Chciałeś ruszyć, by odnaleźć Adriana, jednak to Adrian odnalazł ciebie...
Obróciwszy się w kierunku wyjścia, dostrzegłeś fragment szaty, a wraz z nią mężczyznę, który z dozą ostrożności, ale wciąż gwałtownie wpadł przez drzwi tawerny. To był Adrian, a zaraz za nim pojawił się jego krasnoludzki towarzysz. Mówili bardzo podniesionymi głosami, wyraźnie przejęci sytuacją, jaką dostrzegli w środku. Ba! Brzmieli już na poruszonych, nim weszli, bo przez krótki moment słyszałeś ich głosy na zewnątrz.

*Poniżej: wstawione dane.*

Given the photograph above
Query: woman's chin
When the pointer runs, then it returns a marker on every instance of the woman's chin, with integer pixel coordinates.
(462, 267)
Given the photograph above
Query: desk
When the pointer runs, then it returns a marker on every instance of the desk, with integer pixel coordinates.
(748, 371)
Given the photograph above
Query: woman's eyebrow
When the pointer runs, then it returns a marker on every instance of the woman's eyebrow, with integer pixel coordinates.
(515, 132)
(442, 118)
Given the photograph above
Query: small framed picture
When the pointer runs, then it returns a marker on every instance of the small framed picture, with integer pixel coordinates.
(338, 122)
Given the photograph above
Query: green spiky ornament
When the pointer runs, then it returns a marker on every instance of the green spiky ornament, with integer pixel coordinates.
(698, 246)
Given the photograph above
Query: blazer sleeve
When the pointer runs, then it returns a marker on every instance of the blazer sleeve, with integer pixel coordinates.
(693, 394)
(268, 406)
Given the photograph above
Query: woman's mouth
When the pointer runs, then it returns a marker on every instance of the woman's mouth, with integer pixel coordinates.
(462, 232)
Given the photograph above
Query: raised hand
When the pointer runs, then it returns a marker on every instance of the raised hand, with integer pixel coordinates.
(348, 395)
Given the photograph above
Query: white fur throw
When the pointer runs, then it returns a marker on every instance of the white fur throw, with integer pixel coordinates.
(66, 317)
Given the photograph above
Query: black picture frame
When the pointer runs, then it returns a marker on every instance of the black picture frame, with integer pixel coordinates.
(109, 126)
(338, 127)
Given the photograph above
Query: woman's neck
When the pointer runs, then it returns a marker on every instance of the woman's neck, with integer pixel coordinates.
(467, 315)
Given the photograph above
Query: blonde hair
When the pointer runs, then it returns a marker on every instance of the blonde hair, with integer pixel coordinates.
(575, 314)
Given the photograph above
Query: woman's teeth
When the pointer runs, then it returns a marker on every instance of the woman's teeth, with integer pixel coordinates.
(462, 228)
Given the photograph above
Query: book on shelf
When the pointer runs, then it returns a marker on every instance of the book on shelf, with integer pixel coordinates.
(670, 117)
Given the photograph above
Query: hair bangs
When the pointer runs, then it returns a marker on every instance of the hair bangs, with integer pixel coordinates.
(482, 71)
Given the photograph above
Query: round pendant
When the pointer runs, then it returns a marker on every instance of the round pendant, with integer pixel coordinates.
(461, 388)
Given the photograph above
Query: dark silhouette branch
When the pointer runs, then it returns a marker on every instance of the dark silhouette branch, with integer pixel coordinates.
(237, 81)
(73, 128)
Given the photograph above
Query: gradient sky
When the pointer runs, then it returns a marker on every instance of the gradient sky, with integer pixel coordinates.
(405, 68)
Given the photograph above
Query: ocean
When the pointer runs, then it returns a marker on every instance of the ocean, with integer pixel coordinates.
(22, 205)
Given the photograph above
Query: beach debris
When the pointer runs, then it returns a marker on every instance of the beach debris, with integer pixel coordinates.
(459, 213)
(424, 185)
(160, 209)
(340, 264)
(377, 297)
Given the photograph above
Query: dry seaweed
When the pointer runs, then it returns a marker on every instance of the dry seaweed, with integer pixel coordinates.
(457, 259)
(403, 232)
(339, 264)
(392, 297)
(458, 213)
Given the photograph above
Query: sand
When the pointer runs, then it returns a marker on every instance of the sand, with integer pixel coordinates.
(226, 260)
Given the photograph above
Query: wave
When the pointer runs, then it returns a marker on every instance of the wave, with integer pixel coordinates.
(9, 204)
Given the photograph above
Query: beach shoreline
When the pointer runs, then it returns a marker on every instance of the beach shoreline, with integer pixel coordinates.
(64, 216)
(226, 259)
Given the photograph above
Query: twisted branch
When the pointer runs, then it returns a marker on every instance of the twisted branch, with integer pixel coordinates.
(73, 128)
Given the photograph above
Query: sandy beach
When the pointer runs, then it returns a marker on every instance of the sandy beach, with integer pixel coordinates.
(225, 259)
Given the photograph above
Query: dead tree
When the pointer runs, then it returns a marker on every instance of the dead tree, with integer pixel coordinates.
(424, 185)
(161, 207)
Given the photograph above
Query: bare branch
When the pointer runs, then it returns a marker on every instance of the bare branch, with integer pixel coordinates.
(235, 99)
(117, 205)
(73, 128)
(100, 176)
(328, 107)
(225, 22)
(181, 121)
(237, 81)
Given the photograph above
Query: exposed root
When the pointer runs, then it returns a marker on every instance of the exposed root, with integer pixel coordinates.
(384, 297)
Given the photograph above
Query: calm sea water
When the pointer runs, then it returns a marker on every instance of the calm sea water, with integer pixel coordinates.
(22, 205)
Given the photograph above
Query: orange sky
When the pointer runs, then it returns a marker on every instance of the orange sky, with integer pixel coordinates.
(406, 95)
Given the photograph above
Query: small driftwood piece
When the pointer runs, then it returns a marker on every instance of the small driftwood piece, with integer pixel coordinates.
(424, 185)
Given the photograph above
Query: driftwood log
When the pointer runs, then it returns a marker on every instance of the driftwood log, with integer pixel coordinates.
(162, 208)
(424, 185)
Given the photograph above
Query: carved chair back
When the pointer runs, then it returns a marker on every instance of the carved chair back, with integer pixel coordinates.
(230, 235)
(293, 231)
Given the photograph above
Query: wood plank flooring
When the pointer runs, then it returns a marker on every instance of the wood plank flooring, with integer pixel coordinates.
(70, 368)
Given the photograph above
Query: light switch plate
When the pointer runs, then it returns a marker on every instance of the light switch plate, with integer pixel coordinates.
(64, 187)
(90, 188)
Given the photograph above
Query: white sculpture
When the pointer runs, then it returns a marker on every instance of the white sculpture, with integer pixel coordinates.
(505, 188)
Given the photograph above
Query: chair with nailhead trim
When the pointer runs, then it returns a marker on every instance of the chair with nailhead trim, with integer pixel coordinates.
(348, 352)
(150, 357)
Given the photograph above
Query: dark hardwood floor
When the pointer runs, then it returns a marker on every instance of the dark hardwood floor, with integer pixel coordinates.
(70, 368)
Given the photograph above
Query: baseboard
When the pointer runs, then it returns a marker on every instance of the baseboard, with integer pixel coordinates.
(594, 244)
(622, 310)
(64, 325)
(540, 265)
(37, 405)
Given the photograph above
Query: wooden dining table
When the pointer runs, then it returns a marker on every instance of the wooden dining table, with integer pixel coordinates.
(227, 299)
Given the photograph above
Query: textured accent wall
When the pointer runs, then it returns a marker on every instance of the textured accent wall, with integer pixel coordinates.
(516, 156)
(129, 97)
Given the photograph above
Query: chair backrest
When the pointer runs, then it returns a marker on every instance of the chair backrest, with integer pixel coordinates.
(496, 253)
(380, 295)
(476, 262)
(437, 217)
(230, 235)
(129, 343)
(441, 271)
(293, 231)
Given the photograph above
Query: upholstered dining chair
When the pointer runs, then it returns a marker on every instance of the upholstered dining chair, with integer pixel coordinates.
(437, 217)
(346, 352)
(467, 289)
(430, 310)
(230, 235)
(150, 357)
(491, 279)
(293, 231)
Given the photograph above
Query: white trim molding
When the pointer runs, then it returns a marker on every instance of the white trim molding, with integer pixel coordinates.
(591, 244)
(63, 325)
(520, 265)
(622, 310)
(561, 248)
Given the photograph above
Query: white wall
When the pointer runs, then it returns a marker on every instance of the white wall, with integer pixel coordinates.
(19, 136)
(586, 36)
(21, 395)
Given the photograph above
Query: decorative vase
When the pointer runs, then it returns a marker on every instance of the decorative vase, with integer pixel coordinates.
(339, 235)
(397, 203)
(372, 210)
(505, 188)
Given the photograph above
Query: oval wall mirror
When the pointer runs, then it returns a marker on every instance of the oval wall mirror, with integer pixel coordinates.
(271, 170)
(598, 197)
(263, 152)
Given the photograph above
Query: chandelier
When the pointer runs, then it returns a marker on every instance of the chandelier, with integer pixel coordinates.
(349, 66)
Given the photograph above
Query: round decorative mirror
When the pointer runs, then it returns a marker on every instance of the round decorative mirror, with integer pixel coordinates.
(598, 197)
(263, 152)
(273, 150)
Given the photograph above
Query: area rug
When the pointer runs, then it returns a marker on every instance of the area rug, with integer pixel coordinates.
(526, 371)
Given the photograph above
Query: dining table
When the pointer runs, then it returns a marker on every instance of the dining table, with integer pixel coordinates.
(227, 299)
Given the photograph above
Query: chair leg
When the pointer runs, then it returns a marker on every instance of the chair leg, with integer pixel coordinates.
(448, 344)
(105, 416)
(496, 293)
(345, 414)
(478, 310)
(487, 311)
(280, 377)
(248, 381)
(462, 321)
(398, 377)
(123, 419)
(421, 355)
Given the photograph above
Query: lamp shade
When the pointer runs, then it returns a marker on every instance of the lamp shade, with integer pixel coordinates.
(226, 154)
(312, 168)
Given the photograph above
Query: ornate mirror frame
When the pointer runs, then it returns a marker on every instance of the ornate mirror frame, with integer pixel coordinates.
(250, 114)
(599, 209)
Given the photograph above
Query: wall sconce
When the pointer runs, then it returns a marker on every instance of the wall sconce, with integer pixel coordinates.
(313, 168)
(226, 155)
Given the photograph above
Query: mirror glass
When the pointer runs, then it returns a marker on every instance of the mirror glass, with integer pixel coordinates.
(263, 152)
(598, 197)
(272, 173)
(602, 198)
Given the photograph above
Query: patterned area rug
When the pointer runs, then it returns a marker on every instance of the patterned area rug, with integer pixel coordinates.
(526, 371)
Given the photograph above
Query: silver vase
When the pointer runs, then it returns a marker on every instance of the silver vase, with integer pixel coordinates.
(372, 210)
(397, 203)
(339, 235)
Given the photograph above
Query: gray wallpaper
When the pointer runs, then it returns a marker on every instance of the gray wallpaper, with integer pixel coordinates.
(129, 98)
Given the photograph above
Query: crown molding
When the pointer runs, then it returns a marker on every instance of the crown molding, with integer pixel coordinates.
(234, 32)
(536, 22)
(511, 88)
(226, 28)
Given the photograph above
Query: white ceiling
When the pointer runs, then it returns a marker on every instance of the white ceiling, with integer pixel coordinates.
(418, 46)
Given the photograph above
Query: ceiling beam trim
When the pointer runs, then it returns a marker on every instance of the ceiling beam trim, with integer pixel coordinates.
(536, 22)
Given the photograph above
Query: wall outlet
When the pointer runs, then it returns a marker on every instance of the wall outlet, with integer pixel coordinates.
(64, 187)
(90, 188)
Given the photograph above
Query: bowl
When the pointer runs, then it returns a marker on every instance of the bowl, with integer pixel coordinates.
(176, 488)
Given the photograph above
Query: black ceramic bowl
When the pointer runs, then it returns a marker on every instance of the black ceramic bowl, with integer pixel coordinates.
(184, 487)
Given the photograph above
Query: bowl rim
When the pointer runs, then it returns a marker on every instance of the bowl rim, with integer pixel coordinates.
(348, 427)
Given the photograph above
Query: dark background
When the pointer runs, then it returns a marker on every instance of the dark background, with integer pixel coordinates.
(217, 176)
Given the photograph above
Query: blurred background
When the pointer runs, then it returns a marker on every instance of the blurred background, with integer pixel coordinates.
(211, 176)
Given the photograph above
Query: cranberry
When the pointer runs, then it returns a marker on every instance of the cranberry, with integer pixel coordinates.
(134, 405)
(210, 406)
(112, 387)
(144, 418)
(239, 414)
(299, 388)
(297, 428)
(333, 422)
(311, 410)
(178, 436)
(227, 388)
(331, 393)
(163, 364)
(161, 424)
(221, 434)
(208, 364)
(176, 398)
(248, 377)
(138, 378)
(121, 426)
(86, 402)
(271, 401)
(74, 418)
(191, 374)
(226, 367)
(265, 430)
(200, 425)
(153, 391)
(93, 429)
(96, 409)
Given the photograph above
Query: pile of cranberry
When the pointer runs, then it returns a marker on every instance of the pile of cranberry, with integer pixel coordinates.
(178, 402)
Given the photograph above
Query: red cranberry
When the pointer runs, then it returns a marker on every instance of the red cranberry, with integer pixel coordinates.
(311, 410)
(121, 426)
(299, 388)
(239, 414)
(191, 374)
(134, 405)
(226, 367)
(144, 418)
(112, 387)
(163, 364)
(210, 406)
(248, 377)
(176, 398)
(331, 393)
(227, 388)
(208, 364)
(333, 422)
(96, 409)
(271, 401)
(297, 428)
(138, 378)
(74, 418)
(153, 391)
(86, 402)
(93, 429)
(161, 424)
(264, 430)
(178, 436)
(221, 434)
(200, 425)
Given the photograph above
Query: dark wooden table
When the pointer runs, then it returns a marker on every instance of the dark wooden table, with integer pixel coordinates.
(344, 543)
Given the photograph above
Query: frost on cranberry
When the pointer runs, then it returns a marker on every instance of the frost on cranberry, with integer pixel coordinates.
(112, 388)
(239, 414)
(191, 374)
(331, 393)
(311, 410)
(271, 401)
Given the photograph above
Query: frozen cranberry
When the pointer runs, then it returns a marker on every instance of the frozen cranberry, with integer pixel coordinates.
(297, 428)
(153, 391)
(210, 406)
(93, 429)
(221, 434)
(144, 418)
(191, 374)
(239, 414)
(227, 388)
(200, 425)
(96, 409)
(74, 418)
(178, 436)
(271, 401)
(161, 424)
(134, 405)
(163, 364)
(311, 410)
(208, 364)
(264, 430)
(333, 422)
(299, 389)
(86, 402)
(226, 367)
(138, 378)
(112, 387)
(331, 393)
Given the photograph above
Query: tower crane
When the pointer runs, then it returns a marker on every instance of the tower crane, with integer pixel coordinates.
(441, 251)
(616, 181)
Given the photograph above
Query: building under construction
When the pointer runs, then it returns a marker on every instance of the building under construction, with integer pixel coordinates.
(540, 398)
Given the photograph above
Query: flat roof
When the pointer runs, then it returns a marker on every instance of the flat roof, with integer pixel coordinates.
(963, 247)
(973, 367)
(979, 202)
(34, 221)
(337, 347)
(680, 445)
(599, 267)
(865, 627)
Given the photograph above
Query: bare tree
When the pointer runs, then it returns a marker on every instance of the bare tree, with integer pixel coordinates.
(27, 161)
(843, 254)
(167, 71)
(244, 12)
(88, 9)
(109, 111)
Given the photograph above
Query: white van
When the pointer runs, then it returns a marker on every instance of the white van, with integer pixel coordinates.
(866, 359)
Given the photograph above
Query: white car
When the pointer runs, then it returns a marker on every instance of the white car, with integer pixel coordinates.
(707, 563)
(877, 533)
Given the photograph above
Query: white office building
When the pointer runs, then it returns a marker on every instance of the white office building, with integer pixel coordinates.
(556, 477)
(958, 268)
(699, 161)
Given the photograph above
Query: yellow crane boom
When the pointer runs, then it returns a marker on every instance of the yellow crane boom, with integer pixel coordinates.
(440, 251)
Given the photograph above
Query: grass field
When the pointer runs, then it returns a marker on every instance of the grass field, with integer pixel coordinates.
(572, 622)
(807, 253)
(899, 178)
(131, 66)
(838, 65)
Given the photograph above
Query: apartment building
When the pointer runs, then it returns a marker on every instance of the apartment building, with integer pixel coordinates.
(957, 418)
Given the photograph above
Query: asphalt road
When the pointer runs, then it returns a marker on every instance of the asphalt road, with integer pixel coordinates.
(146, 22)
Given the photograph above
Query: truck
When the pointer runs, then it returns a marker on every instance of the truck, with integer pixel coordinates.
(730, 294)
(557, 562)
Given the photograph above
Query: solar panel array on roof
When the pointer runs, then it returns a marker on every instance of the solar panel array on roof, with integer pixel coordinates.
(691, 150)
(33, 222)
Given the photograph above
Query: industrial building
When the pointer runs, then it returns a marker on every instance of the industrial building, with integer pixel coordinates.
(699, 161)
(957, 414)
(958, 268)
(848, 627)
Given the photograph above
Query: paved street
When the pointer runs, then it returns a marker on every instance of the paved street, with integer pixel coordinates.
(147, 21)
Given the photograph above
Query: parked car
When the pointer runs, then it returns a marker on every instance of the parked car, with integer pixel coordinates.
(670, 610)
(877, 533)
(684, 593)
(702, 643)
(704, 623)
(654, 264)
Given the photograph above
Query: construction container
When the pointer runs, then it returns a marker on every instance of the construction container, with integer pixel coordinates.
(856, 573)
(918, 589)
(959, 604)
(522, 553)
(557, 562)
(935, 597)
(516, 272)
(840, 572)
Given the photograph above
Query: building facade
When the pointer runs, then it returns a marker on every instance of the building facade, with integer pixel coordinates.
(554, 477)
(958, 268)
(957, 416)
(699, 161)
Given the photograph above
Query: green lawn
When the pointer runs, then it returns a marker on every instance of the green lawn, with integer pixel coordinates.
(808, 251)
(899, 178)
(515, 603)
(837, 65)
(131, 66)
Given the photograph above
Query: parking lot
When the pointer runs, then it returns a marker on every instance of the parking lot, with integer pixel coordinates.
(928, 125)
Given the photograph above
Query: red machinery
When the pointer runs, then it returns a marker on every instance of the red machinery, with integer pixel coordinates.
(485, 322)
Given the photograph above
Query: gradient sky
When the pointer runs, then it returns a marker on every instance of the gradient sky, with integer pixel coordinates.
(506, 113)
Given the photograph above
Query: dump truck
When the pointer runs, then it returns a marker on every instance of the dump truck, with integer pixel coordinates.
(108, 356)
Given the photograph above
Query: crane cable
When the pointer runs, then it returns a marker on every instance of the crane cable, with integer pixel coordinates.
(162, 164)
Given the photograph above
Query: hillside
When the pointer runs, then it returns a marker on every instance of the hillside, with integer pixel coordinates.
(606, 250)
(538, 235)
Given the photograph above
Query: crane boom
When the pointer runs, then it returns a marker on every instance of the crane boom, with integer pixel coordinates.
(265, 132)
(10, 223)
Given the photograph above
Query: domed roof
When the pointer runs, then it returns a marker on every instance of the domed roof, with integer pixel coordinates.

– Nurkh. Statek. Już — Zwrócił się z wyraźnym gniewem na twarzy czarodziej. Obserwował twoje ruchy uważnie, choć bardziej niż ciebie, patrzył na trollicę i na pobojowisko które stworzyłeś. Gestów przy tym mu nie brakowało, choć, nie były niekontrolowane, klasy niższej, a wyraźnie należące do kogoś jego statusu, czarodzieja, dumne i wyniosłe. Momentalnie po wypowiedzianych słowach odezwał się do krasnoludzkiego towarzysza, który wyglądał na zmieszanego. Z jednej strony był rozbawiony, a z drugiej zniesmaczony widokiem, trollicą w sumie też. Skinął głową po westchnięciu na słowa Adriana i wybiegł z tawerny. Od razu usłyszałeś jego głos. Krzyknął coś głośno, najpewniej do załogi, albo rozbijających się po alejkach "ludzi tudzież innych rozumnych istot".
Trollica wstała...
– Ratunek. Czarodziej troskliwy — Odkopała nogą jedno z krzeseł i zaśmiała się. Sprawiała wyraźne wrażenie jakby doskonale rozumiała to co działo się w koło i każde słowo, które padło.
Co teraz Nurkhu? Czas... Chyba wybił.